Elles avaient déchaîné les feux de l'Enfer et étaient aux premières loges pour assister au spectacle pathétique mais non moins terrifiant d'un homme en proie à une colère inextinguible. La crise ne dura que quelques minutes, mais assez pour que la secrétaire de direction, attirée par les hurlements et grognements, vienne prendre des nouvelles des survivants. 

Je repris mes esprits ainsi que le contrôle de mon élocution et enfouis ma hargne sous une chape de bon sens armé à la honte. J'étais vidé. Moralement. Physiquement. 

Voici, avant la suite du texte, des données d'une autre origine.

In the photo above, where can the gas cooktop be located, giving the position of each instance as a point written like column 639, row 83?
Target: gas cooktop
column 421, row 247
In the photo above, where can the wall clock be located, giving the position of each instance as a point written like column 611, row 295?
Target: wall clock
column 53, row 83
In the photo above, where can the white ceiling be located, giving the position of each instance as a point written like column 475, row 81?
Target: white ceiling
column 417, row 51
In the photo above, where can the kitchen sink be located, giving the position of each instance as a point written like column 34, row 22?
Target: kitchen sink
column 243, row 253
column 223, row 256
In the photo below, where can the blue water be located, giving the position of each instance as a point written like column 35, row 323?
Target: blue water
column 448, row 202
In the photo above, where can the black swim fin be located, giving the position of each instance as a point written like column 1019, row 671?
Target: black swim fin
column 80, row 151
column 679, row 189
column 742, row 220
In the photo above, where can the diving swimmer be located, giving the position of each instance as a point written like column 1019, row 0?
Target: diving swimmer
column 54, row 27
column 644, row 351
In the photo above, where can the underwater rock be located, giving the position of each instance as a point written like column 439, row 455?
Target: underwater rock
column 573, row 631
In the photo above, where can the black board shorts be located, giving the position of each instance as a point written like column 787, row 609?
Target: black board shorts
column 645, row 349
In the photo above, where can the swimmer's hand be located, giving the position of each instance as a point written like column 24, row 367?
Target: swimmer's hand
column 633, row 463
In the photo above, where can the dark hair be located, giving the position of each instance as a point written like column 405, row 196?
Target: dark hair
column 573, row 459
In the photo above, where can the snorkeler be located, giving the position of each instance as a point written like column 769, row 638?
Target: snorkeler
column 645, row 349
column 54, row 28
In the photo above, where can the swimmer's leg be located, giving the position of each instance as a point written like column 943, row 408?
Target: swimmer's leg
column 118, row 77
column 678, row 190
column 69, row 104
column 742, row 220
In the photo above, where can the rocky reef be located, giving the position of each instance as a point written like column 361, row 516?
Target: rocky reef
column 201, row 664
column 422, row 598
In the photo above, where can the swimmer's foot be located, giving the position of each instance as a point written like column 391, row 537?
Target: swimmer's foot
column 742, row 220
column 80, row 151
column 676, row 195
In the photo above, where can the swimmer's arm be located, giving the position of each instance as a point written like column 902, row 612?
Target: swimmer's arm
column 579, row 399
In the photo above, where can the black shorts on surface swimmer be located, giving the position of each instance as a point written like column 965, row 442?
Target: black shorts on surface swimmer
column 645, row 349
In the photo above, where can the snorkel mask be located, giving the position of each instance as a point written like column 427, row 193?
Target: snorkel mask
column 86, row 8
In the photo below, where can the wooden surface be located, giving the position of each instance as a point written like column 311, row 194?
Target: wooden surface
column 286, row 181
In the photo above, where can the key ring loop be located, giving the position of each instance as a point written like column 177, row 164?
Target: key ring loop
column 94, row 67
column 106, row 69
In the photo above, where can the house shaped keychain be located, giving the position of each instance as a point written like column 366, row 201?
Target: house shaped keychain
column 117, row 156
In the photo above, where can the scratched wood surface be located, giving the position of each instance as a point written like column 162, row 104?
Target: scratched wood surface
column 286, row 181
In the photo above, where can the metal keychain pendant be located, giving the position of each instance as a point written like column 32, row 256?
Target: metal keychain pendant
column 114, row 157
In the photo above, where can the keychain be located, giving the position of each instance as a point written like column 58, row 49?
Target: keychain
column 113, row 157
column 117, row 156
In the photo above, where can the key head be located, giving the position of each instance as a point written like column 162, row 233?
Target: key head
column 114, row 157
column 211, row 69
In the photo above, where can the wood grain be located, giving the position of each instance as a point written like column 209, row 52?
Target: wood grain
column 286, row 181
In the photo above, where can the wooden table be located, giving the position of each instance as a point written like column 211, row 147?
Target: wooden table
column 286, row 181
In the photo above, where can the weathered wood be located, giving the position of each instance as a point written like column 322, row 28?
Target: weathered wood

Le reste de la journée fut calme. Bizarre.


NB: Cet état n'est en aucun cas un défouloir, c'est usant et peu glorieux. Je profite de ce blog pour écrire un billet qui tiendra lieu de catharsis. 
Heureux sont celles et ceux qui ne croiseront jamais la route de ...


L'INCROYABLE HULKSSARD!!!!!


1 commentaire:

  1. Tout ça pour un stylo-plume....faut consulter chef !!!

    Sans déconnner, je comprends et compatis même. Les parents casses-couilles, je les avais tous les jours dans mon bureau à venir se plaindre pour tout et surtout n'importe quoi. Le plus généralement accompagné d'un beau branleur de la CGT qu l'on a pas vu bosser depuis plus de 20ans.